Figure 3. Expression of VEGF or COX-2 in HCT/VKO cells promotes tumorigenesis.
(A) PGE2 concentration in the conditioned media of HCT/VKO-derived cell lines as measured by ELISA. PGE2 was below the detection limit in the HCT/VKO, HCT/VKOVEGF, and celecoxib-treated HCT/VKO-COX2 cell lines.
(B) COX-2 protein in HCT/VKO-derived cell lines as measured by Immunoblotting. β-actin was used as a loading control.

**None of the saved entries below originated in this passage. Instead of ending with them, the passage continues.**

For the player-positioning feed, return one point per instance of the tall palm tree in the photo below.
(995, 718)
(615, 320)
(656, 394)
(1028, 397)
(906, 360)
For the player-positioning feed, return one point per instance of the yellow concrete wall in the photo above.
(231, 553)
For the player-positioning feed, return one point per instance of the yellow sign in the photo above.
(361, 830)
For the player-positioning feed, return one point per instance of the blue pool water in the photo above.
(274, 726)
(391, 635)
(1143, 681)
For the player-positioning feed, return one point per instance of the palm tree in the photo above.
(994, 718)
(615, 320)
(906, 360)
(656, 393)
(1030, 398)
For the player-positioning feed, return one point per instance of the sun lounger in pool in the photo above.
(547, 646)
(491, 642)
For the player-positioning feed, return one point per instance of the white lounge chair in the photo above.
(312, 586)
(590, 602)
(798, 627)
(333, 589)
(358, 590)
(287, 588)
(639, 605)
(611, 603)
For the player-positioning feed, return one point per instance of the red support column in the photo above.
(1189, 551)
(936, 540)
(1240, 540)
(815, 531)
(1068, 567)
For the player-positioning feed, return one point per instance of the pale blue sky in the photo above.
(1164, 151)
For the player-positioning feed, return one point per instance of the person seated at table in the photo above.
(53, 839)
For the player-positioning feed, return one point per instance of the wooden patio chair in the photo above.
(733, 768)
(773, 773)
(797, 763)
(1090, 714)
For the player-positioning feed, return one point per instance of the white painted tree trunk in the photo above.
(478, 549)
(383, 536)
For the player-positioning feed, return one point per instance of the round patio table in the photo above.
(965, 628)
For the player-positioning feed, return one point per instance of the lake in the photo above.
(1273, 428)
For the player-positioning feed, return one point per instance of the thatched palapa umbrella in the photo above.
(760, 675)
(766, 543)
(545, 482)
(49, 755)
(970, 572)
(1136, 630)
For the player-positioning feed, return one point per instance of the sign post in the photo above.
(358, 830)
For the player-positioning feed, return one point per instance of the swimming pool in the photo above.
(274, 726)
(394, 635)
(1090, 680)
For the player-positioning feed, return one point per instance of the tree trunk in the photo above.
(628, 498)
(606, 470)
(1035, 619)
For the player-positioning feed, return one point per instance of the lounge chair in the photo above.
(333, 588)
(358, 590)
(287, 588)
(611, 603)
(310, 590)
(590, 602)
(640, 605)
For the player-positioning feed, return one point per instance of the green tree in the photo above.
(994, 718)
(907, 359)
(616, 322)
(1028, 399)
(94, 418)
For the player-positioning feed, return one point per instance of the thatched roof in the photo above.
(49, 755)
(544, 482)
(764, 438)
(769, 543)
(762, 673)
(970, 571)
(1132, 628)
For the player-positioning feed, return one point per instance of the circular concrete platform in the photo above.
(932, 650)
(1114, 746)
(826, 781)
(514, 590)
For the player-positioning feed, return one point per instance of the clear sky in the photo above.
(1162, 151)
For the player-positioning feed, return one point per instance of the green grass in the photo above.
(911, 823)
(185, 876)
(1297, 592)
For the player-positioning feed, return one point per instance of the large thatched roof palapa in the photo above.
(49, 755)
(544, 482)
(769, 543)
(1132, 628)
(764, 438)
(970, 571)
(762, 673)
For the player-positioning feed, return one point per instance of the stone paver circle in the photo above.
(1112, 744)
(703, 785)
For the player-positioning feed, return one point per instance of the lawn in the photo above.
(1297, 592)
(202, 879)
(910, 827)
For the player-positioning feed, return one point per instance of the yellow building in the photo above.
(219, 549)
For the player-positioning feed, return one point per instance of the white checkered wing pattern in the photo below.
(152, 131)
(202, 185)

(C) VEGF concentration in the conditioned media of HCT/VKO-derived cell lines as measured by ELISA. VEGF was not detected in the HCT/VKO and HCT/VKO-COX2 cell lines.
(D) Tumor growth rates of HCT/VKO and HCT/VKO-VEGF subcutaneous xenografts.(E) Tumor growth rates of HCT/VKO and HCT/VKO-COX2 subcutaneous xenografts.
(F) Tumor spheroids were implanted into the cornea to evaluate the role of COX-2 in tumor angiogenesis. Right panel: Quantification of corneal angiogenesis. P < 0.0001.
(G) An Alamar blue assay was used to measure the relative growth of HCT/VKO-derived cell lines in vitro.
(H) The response of HCT/VKO-VEGF (left panel) or HCT/VKO-COX2 (right panel) subcutaneous xenografts to celecoxib and axitinib was evaluated in vivo.
(I) The corneal assay was used to measure the effect of systemic DC101 anti-VEGFR2 antibody treatment on VEGF-induced vascular sprouting in vivo. Bar: 100 μm.
(J) The corneal assay was used to measure the effect of systemic DC101 anti-VEGFR2 antibody treatment on angiogenesis induced by HCT/VKO-COX2 spheroids. Bar: 100 μm.
Data are presented as mean ± SD (A, C, and G) or mean ± SEM (D, E, F, H-J).